Censure. Le feuilleton de l'enquête sur le Crédit Mutuel évincée de l'antenne avait marqué l'arrivée fracassante de Vincent Bolloré aux commandes de Canal+. Ce dernier avait assumé pleinement son choix lors d'un comité d'entreprise le 3 septembre dernier et avait été clairement expliqué deux semaines plus tard par la direction lors d'une nouvelle réunion : "La direction tient avant tout à défendre les intérêts du groupe Canal+ et estime qu'il est donc préférable d'éviter certaines attaques frontales ou polémiques à l'encontre de partenaires contractuels ou futurs". On peut difficilement faire plus clair.

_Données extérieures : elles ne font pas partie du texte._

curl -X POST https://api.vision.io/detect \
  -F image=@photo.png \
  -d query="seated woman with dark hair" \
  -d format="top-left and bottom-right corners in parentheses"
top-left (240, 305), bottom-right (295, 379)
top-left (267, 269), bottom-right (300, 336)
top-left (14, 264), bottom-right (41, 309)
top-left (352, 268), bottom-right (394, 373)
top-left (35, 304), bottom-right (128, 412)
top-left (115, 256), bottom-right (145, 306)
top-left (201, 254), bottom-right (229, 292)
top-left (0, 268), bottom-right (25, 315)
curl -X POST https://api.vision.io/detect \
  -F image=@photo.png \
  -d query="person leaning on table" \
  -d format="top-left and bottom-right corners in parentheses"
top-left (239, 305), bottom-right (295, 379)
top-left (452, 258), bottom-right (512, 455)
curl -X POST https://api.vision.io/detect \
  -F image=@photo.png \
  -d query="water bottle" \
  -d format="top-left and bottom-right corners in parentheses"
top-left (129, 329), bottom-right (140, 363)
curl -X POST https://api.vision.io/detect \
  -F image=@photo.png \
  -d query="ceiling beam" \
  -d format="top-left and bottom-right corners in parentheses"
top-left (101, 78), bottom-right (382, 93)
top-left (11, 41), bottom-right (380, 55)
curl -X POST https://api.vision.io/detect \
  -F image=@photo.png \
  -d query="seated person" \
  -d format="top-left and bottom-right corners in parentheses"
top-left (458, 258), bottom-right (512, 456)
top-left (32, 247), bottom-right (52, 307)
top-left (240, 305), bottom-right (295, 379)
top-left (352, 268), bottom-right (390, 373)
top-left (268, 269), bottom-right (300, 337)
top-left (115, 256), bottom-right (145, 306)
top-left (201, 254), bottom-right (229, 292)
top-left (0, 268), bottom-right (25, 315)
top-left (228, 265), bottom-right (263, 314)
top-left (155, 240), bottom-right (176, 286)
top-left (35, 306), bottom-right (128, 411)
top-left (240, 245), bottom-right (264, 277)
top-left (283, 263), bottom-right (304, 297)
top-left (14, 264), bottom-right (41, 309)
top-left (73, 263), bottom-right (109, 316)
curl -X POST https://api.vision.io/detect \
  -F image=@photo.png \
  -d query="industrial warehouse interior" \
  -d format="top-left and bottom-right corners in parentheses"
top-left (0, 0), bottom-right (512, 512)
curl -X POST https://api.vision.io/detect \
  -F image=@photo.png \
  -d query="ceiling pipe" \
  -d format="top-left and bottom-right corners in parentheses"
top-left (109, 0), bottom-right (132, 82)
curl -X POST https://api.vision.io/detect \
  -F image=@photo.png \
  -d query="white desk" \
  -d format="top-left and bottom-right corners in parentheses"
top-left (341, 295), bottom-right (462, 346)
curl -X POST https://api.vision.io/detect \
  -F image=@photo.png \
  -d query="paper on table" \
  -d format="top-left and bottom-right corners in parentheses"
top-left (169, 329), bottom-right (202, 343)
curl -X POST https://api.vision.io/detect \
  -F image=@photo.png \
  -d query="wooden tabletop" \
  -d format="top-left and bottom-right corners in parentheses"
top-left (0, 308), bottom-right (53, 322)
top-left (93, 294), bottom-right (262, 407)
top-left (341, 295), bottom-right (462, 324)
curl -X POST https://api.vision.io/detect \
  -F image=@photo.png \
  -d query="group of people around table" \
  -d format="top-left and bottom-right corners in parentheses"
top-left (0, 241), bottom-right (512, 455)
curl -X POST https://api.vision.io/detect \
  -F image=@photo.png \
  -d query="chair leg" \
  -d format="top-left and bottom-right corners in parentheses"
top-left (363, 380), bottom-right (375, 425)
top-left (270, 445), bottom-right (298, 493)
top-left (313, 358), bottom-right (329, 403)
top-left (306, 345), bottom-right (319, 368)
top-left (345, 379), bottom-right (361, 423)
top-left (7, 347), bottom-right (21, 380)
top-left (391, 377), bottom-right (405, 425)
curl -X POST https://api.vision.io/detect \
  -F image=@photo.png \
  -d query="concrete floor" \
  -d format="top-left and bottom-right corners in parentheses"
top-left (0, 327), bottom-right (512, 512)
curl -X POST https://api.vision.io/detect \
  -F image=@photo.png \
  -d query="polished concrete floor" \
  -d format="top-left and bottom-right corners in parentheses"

Invité pour un débat sur l'indépendance des journalistes animé par Daniel Schneidermann et mis en ligne sur arretsurimages.net, Jean-Baptiste Rivoire, rédacteur-en-chef adjoint de "Spécial Investigation" et délégué syndical SNJ-CGT, a pris son courage à deux mains pour décrire la censure quotidienne que subit sa rédaction. Le journaliste avait déjà été la cible de la direction après l'affaire Crédit Mutuel, qui souhaitait lancer une procédure de licenciement, avant de se rétracter. "Quand Vincent Bolloré initie cette censure grave, et il n'y a pas que le Crédit Mutuel, on avait aussi une enquête sur la BNP, autant vous dire qu'il n'y a plus aucun producteur qui ne nous a envoyé un projet d'enquête sur le monde bancaire. Il n'y aura plus d'enquêtes sur les banques à Canal+", a-t-il raconté.

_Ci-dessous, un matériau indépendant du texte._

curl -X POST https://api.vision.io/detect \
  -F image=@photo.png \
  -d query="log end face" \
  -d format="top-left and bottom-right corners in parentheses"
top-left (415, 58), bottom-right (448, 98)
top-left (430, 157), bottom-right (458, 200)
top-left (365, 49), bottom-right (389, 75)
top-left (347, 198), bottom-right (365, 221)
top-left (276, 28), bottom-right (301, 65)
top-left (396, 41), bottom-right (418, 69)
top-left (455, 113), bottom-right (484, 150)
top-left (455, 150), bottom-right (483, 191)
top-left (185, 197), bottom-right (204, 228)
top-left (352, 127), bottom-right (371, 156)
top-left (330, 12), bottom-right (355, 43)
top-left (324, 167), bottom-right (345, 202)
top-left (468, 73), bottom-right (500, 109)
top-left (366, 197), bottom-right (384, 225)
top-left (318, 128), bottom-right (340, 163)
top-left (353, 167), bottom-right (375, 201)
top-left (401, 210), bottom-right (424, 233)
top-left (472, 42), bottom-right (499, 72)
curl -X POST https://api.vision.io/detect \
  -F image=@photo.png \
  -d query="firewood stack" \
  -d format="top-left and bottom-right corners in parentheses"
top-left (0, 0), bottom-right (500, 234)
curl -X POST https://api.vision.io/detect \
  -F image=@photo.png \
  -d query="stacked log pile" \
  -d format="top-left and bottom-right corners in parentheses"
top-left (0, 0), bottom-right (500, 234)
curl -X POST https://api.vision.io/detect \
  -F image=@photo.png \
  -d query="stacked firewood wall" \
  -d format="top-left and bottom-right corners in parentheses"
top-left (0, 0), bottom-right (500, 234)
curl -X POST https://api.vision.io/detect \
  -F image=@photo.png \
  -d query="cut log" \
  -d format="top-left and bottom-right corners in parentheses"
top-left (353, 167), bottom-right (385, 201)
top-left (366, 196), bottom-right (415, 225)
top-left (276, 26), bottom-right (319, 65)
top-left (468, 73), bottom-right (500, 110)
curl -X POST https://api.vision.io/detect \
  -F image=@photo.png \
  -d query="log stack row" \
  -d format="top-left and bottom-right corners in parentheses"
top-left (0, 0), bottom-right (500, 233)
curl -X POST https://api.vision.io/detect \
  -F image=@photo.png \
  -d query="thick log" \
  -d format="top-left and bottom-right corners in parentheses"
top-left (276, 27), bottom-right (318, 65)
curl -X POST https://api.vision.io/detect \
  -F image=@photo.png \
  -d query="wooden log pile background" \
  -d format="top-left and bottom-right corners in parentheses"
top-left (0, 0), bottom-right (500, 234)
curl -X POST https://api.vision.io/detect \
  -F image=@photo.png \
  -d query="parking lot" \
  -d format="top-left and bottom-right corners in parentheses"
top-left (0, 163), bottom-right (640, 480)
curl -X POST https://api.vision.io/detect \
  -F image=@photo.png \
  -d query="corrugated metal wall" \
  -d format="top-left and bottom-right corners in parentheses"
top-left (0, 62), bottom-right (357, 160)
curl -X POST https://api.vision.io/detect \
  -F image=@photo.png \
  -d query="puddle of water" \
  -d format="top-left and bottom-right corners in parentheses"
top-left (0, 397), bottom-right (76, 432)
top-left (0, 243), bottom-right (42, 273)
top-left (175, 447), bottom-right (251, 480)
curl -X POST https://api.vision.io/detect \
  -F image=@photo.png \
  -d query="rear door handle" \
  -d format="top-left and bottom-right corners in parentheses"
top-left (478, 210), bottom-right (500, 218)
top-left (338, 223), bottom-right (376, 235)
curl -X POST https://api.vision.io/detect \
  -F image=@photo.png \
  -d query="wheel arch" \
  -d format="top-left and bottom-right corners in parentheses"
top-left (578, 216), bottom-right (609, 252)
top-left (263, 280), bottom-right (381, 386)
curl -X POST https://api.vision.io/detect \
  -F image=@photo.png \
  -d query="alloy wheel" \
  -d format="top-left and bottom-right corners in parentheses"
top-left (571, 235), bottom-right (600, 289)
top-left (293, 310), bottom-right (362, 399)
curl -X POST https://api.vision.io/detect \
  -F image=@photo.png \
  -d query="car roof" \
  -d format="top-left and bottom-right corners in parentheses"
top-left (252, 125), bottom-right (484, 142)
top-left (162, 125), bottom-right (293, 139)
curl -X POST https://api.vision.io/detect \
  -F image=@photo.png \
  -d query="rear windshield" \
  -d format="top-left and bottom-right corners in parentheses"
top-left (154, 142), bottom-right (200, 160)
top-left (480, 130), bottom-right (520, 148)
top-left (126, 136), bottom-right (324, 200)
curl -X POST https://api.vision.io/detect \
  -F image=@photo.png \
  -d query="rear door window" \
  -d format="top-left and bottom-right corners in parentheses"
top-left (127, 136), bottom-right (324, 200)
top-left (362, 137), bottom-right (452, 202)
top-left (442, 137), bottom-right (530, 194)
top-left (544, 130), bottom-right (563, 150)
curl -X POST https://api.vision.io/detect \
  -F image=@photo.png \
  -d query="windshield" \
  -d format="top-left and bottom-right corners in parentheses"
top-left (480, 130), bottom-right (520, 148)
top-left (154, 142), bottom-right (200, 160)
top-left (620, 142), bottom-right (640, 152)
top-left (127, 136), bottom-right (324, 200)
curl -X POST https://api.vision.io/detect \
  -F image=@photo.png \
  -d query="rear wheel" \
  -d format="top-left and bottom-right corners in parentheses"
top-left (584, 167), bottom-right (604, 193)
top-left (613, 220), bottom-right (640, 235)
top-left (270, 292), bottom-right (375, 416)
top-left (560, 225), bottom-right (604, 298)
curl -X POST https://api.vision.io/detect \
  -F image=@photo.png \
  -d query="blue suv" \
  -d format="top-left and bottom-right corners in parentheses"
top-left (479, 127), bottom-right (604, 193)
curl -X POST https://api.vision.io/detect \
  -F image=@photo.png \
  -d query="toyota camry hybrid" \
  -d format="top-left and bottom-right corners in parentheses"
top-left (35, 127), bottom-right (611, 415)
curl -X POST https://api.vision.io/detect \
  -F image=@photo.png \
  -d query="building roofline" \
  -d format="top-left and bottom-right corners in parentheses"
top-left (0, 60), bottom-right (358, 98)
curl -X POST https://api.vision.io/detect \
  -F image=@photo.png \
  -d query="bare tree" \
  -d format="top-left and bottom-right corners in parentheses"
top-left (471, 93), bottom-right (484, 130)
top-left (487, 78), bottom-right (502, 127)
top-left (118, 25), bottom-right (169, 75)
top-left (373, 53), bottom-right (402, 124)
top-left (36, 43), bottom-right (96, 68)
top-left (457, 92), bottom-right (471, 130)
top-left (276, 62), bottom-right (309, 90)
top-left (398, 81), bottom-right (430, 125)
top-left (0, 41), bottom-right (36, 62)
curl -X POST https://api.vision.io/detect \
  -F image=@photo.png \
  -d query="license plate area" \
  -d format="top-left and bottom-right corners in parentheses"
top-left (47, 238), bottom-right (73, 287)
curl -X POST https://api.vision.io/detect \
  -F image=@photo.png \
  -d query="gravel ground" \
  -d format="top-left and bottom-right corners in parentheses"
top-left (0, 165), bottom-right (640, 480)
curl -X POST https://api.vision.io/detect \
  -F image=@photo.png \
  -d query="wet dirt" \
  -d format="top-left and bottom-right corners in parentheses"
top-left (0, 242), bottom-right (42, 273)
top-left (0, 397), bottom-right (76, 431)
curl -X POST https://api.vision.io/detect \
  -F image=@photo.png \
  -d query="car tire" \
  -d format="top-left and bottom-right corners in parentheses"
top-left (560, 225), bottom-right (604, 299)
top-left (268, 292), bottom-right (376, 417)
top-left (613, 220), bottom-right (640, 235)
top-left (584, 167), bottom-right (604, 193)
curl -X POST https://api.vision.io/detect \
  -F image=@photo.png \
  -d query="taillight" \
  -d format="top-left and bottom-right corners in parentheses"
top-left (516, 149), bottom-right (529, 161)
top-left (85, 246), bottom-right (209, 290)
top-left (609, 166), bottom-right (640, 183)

Il est revenu ensuite sur ses difficultés désormais à proposer des sujets. "On est soumis à un comité d'investigation tous les deux mois. On doit aller avec nos petits projets voir la direction et demander l'autorisation de faire des enquêtes. En gros, sous l'ancienne direction, ça passait à 80 ou 90% des cas. Depuis que Vincent Bolloré est sorti des fougères et a manifesté son pouvoir dans l'entreprise, ça se passe beaucoup plus mal. On est retoqué régulièrement", a-t-il poursuivi, ajoutant qu'à sa dernière réunion, sa rédaction a proposé onze sujets et qu'elle a reçu sept refus.
Déterminé à révéler les censures de sa direction, Jean-Baptiste Rivoire a décidé de lister les sept enquêtes dont Canal+ n'a pas voulu : "Volkswagen, entreprise de tous les scandales", "Le monde selon YouTube", "François Homeland" (une enquête sur le président et les guerres), "Attentats : les dysfonctionnements des services de renseignement", "Les placards dorés de la République" (sur les emplois fictifs dans la haute fonction publique), "La répression made in France" (comment la France exporte des outils de répression, à des régimes pas toujours recommandables), et "Nutella, les tartines de la discorde".